Dr Hilary was called in to give his advice.
(The upshot is, there is no medical advantage or disadvantage, he just thought it was odd.)
‘That’s the kind of thing we do get involved in,’ he says a little wearily, ‘but equally I believe we have saved lives by making people aware.
'We’ve had lots of letters at work where people have seen something and then gone to the doctor.
'People have spotted signs of meningitis in their child, which they wouldn’t have done if they hadn’t seen our item on the TV.
'Or they spotted the signs of bowel or breast cancer.
'For me that justifies and validates what we do.’
At 65, Hilary’s once dark hair is now a distinguished grey, but he’s trim and fit.
He exercises regularly and eats healthily.
‘Fortunately I love fruit and vegetables so it’s no hardship to eat those.
'I like to go for a run or to the gym or cycling, I do something every day so I’m not so obsessive about not eating certain things.
'I like a good glass of wine.
'My dad said life is too short not to drink a decent bottle of wine.
'Mind you, I do have a weakness for apple crumble!’
If only the rest of the nation were like him.
Shockingly, Hilary says two thirds of us Brits are now clinically obese or overweight.
‘It’s the new normal,’ he says, ‘It’s too late for today’s adults but we should do something about children.
'We need to teach them about nutrition and to cook for themselves.
'So many children have never known what it is like to feel fit and healthy.
'I was lucky to have been brought up having an active outdoor lifestyle.
'I was much happier making mud pies than going into an amusement arcade.’
He has recently started working for MedTate, a company whose mission it is to educate people about the right types of supplements and what nutrients are available naturally.
‘I’m totally in tune with prevention rather than treatment.’
As a famous doctor he must get people coming up to him all the time asking for advice.
‘Oh, I do but you have a certain responsibility.
'I’m not into corridor consultations.
'If you have a problem, come and see me in my surgery.
'I’m happy to give general advice but not specifics.’
He accepts fame as part of the job: ‘Sometimes you want to be private in a restaurant and someone pulls up a chair and sits down and asks about their health.

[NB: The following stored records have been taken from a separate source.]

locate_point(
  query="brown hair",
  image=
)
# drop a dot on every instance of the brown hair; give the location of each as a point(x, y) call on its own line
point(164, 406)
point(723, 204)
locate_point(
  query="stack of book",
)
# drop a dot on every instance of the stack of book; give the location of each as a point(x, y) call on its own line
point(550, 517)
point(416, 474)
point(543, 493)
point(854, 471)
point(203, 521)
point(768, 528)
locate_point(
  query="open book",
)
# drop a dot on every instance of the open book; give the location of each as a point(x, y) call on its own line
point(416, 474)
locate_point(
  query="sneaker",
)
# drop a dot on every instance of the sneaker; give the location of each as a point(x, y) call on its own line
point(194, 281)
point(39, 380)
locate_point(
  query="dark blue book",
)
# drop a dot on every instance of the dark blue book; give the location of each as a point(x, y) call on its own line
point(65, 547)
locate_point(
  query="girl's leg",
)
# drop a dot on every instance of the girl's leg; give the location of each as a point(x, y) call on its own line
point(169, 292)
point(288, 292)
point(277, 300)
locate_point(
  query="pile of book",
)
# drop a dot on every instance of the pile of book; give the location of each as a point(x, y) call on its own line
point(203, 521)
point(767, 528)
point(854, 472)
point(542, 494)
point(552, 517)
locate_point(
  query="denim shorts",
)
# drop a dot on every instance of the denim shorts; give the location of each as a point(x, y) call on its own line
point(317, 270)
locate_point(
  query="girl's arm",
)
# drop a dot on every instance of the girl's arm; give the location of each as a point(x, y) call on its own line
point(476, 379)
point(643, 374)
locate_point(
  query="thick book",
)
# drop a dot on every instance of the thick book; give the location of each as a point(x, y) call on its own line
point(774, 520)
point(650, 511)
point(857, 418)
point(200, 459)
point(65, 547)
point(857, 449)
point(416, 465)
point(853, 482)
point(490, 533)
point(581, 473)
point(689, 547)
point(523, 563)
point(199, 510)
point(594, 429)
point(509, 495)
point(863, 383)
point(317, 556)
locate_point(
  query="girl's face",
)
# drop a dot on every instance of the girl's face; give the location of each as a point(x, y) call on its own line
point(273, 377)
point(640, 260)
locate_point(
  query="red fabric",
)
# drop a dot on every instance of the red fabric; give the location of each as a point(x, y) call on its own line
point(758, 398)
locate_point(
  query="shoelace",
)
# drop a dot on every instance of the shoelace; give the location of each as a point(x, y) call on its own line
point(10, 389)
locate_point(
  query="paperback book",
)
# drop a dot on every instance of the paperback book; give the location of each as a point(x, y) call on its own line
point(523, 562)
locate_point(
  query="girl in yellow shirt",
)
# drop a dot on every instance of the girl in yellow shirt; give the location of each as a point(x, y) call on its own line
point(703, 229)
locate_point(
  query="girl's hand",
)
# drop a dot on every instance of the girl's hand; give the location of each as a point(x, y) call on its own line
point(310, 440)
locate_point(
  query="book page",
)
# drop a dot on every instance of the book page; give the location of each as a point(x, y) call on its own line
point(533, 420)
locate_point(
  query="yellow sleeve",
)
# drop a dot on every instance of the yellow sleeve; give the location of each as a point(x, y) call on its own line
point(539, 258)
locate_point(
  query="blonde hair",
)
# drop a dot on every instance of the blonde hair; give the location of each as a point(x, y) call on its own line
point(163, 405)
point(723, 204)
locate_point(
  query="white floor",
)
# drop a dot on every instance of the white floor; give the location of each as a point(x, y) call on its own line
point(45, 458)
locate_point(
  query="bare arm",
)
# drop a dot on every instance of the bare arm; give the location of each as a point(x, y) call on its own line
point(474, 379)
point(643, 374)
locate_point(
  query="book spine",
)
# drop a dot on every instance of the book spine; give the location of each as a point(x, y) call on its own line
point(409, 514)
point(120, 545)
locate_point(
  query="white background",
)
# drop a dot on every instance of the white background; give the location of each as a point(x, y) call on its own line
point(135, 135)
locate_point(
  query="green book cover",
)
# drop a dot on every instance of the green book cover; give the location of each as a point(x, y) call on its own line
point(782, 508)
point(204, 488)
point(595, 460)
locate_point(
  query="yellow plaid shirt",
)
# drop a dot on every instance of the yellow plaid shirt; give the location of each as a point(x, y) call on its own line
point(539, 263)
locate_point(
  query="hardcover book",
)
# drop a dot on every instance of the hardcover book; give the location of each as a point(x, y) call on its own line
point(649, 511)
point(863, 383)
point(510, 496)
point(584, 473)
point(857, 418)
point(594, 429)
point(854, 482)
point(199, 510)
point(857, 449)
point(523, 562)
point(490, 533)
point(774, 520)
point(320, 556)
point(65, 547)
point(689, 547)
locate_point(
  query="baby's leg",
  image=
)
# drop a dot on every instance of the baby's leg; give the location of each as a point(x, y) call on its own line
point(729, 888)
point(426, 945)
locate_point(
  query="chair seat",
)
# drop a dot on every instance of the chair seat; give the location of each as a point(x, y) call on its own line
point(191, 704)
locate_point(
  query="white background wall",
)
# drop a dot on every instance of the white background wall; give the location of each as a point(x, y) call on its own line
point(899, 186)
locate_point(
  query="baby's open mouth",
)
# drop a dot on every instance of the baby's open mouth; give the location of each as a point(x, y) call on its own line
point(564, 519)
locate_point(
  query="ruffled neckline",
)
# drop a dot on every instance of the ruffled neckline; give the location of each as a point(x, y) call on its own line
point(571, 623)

'It’s a double-edged sword.
'On the whole I’m grateful.’
So, what will the next 30 years bring?
‘Well, I doubt I’ll still be on television!
'I just hope to be living my life as fully and healthily as possible.
'Probably not up a tree by then though…'
How do you spend your Sunday?
■ Lie-in or up with the lark?
Usually up with the lark, but an occasional lie-in is very nice.
■ What would be your perfect Sunday?
A walk with the dog.
Some exercise, like a run or a cycle ride, hopefully with a few others.
Then a Sunday lunch with the family, a couple of drinks.
And if it’s good weather, a bit of tree logging.
■ Sunday roast at home or pub lunch?
A bit of both, a pub lunch is great but not too often.
There’s nothing like home cooking.
We like having the family round and sharing a few stories and jokes and having a rib at each other.
We’re all fantastic teasers.
■ Papers or telly?
I like to sit and peruse a variety of papers in the morning with a coffee.
I don’t know what all the different coffees are, to me a bog-standard coffee is fine.
If I’m lucky Dee will make me a strong Greek coffee, a metrio, which is how coffee should be, but it involves a bit of work.